This is one of my favorite winter meals


Crock-pot Gumbo

1/3 Cup all-purpose flour
1/3 cup cooking oil
4 cups water
12oz fully cooked smoked sausage links, sliced
2 cups chopped cooked chicken
2 cups sliced okra
1 cup chopped onion
½ cup chopped green pepper
½ cup chopped celery
4 cloves garlic, minced
1 tsp Worcestershire sauce
Dash hot sauce
1 tsp pepper
¼ tsp ground red pepper
½ tsp thyme
1/2 tsp salt
1 bay leaf
2 chicken bouillon cubes
Hot cooked rice

For roux, in a heavy 2-quart saucepan stir together flour and oil till smooth. Cook over medium-heat heat 5 minutes, stirring constantly, Reduce heat to medium. Cook and stir constantly about 15 minutes more or until a dark, reddish brown roux forms. Cool.

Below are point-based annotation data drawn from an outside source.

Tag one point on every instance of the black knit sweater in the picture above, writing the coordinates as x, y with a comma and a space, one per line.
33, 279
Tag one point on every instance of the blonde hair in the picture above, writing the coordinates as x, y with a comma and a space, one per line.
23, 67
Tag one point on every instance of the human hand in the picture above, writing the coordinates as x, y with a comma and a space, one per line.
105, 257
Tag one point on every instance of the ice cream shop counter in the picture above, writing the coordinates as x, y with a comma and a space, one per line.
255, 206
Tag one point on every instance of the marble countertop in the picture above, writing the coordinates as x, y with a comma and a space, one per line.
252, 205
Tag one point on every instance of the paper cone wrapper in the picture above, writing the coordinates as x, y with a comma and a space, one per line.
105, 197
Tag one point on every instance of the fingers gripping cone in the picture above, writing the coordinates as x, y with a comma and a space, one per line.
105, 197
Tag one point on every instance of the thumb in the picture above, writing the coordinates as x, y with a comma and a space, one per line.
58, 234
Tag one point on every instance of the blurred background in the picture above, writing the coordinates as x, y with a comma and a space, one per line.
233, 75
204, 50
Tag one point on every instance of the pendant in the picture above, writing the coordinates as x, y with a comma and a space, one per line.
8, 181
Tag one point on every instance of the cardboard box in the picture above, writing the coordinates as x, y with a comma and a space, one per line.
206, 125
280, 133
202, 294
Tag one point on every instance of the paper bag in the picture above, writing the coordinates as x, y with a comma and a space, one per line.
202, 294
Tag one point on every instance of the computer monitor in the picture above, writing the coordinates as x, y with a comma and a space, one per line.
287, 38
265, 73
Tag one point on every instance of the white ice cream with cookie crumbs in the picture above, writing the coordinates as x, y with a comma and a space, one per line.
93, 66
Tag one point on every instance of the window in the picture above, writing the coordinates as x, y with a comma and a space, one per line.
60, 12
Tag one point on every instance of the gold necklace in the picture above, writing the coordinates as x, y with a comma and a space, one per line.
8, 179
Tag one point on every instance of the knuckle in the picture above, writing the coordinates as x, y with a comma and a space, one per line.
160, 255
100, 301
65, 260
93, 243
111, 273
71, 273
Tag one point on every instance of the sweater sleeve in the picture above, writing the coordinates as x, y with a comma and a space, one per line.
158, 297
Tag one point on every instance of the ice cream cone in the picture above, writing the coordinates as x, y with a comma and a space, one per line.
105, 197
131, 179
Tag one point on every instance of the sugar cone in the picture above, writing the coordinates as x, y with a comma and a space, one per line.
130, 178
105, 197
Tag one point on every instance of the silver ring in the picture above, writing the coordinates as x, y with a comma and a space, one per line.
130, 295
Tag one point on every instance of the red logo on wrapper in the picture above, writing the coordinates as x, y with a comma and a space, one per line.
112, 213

Add the water to your crock-pot. Stir in roux. Add remaining items. Cover and cook on low-heat setting for 10-12 hours or on high-heat setting for 4 ½ to 5 hours. Skim off fat. Serve over rice. Makes 6 servings.


----------



## chefchampionnj (Jan 7, 2009)

If you make everything in one pot you wont lose as much of that subtle nutty flavor from the roux, and if you make it in the oven you can achieve a darker roux without running the risk of burning it. Heat the roux over medium heat and whisk only until homogenous, then bake in the oven at 350, stirring occasionally. Granted this takes much longer and is only really applicable for larger batches.


----------



## shroomgirl (Aug 11, 2000)

this is a takeoff between Paul Prudhommes and John Folse......

cook plump hens in a stock pot until tender
equal parts veg oil and flour, typically about 3/4 cup of each....I eyeball it....
in a large pot stir with a whisk until red brown, takes 20-30 minutes typically

Add Tony Chacere which is a staple in most Louisiana homes, cayene or chipotle, bay leaves, oregano, thyme, black pepper....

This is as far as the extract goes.